In the search for ways to effectively combat age-related human disease, the enzyme sirtuin 6 (Sirt6) has recently become a focus of biochemical research. A targeted activation of Sirt6 could prevent or mitigate such diseases, for example some types of cancer. In a paper for the journal Nature Chemical Biology, biochemists from the University of Bayreuth have now shown how the small molecule MDL-801 binds to the enzyme Sirt6 and influences its activity. These findings stand to aid the development of new drugs.
The human body contains seven different sirtuins, named Sirt1 to Sirt7. These enzymes play an essential role in regulating metabolism and stress reactions. In recent years, the research team led by Prof. Dr. Clemens Steegborn at the University of Bayreuth has shown in several research articles how Sirt6 can be activated by small molecules. With their study, now published in Nature Chemical Biology, Steegborn and his research assistant Dr. Weijie You have followed up on these findings. They found that the molecule MDL-801 interacts with Sirt6 by using a unique structural feature of this enzyme: an unusually wide binding pocket that is easily accessible from the outside and is normally involved in interacting with substrate proteins. This molecular cavity continues in an open channel that leads to the catalytic center of Sirt6. It is in this channel, characteristic of Sirt6, that MDL-801 anchors when it activates the enzyme. Mainly through activity studies and X-ray structure analyses, Steegborn and You were able to identify both the binding site and molecular processes involved in the activation of Sirt6 by MDL-801.
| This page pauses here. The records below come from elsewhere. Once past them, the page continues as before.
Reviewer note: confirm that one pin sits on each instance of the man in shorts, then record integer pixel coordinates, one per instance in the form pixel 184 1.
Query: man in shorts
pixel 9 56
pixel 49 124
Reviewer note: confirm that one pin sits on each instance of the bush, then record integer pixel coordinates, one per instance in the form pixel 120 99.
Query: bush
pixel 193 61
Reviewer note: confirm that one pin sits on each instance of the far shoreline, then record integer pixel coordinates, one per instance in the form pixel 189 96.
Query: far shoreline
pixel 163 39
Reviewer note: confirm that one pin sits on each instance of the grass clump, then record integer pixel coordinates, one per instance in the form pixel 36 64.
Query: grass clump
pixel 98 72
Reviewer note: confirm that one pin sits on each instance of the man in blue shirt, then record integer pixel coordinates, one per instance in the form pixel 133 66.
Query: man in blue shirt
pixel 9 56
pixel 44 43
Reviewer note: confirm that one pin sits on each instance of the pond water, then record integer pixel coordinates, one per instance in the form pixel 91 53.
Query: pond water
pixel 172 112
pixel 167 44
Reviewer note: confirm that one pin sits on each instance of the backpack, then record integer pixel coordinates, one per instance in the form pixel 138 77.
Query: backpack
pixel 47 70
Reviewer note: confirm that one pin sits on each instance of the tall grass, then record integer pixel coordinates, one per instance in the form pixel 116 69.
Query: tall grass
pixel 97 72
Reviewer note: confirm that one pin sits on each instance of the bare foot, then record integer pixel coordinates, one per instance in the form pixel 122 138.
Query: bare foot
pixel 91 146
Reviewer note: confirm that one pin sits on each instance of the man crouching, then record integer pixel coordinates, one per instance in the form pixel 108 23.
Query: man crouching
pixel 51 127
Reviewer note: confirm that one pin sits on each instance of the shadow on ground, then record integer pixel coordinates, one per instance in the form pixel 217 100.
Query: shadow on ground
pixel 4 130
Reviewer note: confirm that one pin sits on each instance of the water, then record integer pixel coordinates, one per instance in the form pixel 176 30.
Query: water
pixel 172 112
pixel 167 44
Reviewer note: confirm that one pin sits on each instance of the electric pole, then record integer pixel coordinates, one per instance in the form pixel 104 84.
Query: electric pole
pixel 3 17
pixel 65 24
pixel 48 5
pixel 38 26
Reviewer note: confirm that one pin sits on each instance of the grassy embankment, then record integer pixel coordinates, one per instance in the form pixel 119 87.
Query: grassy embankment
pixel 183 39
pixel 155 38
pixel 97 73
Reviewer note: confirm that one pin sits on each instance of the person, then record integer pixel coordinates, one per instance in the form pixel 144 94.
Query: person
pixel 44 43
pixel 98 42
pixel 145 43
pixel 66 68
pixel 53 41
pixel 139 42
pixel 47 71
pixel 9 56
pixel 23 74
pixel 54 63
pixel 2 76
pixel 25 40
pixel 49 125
As the Bayreuth biochemists have already shown in earlier studies, the active substances UBCS039, quercetin, and fluvastatin are also able to activate Sirt6. To do so, they use the same open channel in which MDL-801 docks. This elongated cavity is also called the acyl channel. As soon as Sirt6 is in an activated state, it splits off acyl groups from proteins. Thereby, it influences, among other things, the synthesis of proteins controlled by genes. Findings on the activation of Sirt6 therefore offer valuable clues for the development of active substances that could counteract aging-related diseases—for example the development of tumors.
"All small molecules for which we have so far been able to demonstrate an activating effect on Sirt6 use the acyl channel to bind to Sirtuin 6. And although their chemical structures are very different, they do this in very similar ways. This opens up the opportunity for us to use the details of their respective interactions to fine-tune activating compounds. Such drugs would then be able to regulate Sirt6 in a specific way. Thereby, they could be used in a targeted way to prevent or cure diseases associated with the aging process," says Steegborn.
With their new study, Steegborn and You have refuted a key statement that a research group in Shanghai published in Nature Chemical Biology in 2018. In this paper, MDL-801 was described as a new Sirt6 activator. An X-ray crystallographic structure was used to show that MDL-801 binds to a different molecular section of Sirt6 than other activators. "This structure, which resulted from a misinterpretation of experimental data, has misled numerous research teams since its publication. Our study corrects this error and thus makes it possible to work efficiently on improved activators," says Steegborn.